Attempt This Online!

Outputs a zero matrix when the input is a Jordan matrix. In PARI/GP's convention, a matrix is truthy if and only if it contains at least one truthy entry.

# Python 3, 92 bytes

def f(m,w,h):
for i in range(h-1):i*=w;m[i:i+2]=(m[i]==m[i-~w])<m[i+1],
return any(m[:-1])

Attempt This Online!

This is longer than the earlier Python solution, but it supports numbers larger than 9, as required by the challenge.
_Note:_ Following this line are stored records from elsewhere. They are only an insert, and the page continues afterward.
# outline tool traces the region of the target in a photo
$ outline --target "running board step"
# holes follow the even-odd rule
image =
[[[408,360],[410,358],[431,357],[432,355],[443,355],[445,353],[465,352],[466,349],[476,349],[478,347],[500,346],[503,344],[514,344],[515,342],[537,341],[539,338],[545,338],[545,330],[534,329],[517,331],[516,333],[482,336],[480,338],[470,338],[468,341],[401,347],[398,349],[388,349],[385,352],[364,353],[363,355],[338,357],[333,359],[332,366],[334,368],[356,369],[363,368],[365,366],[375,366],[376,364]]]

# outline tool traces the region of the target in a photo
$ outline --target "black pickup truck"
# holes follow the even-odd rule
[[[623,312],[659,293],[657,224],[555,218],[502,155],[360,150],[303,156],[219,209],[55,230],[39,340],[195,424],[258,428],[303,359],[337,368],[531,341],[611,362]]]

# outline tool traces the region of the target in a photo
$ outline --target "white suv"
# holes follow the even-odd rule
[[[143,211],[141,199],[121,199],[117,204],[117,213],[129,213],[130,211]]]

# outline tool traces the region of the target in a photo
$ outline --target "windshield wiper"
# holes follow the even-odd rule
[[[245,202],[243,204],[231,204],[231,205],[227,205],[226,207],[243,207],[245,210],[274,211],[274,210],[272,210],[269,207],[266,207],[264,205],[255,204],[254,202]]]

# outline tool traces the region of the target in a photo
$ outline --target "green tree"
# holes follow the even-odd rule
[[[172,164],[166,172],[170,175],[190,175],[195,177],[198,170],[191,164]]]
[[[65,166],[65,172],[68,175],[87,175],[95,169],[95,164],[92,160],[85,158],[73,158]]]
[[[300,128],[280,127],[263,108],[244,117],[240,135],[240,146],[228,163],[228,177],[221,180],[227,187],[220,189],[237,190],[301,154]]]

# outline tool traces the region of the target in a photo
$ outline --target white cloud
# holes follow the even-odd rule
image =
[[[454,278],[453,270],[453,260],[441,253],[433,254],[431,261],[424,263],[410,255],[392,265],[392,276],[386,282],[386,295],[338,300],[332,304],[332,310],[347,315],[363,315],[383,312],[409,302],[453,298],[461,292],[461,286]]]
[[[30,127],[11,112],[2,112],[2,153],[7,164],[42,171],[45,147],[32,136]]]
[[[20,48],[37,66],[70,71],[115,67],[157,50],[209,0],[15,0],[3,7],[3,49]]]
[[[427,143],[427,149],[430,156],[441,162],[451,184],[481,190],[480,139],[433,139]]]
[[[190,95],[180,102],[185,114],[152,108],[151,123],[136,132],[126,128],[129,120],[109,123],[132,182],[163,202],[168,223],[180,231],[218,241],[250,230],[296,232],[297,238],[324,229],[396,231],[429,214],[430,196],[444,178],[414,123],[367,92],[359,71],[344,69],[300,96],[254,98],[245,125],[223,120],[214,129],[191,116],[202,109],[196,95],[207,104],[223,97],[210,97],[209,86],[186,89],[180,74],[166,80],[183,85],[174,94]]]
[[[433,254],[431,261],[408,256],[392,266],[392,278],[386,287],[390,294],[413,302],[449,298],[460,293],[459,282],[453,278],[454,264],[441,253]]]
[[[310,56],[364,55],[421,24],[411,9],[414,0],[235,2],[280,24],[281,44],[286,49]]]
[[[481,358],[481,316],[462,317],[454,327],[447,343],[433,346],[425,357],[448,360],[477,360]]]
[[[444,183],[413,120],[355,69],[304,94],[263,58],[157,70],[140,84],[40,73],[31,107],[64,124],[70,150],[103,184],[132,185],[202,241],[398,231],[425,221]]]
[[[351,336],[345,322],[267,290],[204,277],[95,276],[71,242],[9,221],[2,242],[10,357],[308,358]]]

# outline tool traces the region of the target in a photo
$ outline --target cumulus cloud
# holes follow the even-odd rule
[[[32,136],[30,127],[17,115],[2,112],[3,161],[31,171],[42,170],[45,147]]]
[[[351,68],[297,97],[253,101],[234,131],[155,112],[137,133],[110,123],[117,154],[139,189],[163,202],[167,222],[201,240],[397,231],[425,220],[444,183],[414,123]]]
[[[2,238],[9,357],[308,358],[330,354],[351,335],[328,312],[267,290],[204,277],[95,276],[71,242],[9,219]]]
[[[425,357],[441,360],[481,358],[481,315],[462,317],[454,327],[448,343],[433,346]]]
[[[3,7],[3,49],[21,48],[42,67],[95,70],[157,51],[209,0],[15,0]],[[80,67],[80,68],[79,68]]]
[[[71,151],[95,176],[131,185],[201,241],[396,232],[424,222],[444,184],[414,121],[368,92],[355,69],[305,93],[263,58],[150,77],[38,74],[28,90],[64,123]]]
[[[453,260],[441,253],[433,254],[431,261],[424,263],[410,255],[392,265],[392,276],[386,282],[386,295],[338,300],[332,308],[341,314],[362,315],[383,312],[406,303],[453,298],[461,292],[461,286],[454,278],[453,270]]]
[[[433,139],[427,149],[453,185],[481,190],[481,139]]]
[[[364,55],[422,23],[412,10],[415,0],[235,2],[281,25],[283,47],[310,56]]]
It takes the matrix as a flat list/array of integers in row-major order, and returns False if it's Jordan, True if not.

The loop tests that each triple of diagonal and superdiagonal entries follows the rules, and the diagonals are overwritten with the results. Then any checks both that those tests passed and that the rest of the matrix is zero.

This is the first time in my life that I've wanted comparison operators to be left-associative. I almost rewrote the answer in C just for that reason, but I looked it up, and it turns out < and == have different precedence in C, and <'s precedence is higher, which is the opposite of what I need. So much for that.